Ah ! que je me souviens, enfant grave et profonde,
De vous qui fûtes moi ! Comme j'entends encor
Les grenouilles chanter, ces cigales de l'onde,
Dont l'humide gosier, pareil au son du cor,

Mène autour des bassins une pleurante chasse
Où passe le galop léger du temps qui fuit :
Ce galop délicat, ténébreux, plein d'ennui,
Qu'absorbe sans répit le nonchalant espace...

J'entendais cette plainte et je voyais les cieux,
L'ombre nouait à moi ses frais rubans qui mouillent,
Et j'écoutais perler le sanglot des grenouilles :
Roucoulement de bois, hoquet mystérieux.

Assistantes des nuits, qui, dans les noirs herbages,
Egouttez votre chant d'un rauque et pur cristal,
Peut-être la rosée est-elle le sillage
Que laissent vos soupirs sur le sol matinal ?

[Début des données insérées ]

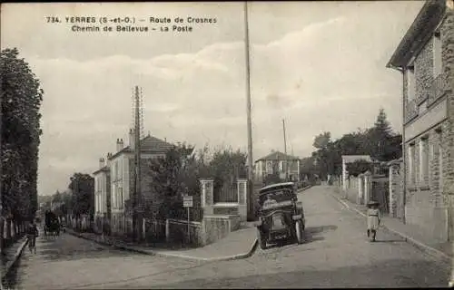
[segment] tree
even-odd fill
[[[159,205],[153,205],[144,200],[145,213],[152,215],[149,218],[182,217],[184,215],[183,196],[200,196],[193,151],[193,146],[180,144],[169,150],[164,158],[152,160],[147,165],[152,177],[151,193],[161,201]]]
[[[347,171],[354,177],[359,176],[366,171],[372,171],[373,164],[366,160],[356,160],[352,163],[347,164]]]
[[[312,146],[319,150],[325,149],[331,140],[331,132],[322,132],[321,134],[315,136]]]
[[[44,92],[28,63],[18,55],[16,48],[2,50],[0,55],[0,190],[4,198],[2,218],[24,221],[35,217],[37,209],[38,147],[42,134],[39,109]],[[11,218],[7,218],[7,223],[10,237]]]
[[[370,155],[380,161],[390,161],[401,155],[401,137],[393,132],[386,113],[380,109],[374,127],[367,133]]]
[[[222,191],[224,185],[231,187],[238,178],[246,177],[246,153],[232,148],[220,148],[212,154],[209,163],[211,177],[214,179],[214,191]]]
[[[94,214],[94,179],[86,173],[74,173],[70,178],[68,188],[73,191],[71,202],[74,217],[92,217]]]

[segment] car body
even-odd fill
[[[293,182],[276,183],[260,189],[256,227],[261,248],[282,240],[304,242],[304,209],[296,192]]]

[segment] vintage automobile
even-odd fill
[[[284,240],[304,242],[304,209],[298,201],[293,182],[271,184],[259,191],[259,220],[256,222],[260,247]]]

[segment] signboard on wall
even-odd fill
[[[192,196],[183,197],[183,206],[184,208],[192,208]]]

Chanteuses sans éclat, qu'on méprise et qu'on blâme.
Vous qui patiemment, longuement protestez
Contre l'enchantement suspect des nuits d'été
Où toutes les beautés sont mortelles à l'âme,

Votre pauvre cantate emplissait mon esprit
Plus que le sublime œil des étoiles fringantes ;
Nous adressions ensemble à la nuit provocante
Vos reproches confus, mais que j'avais compris.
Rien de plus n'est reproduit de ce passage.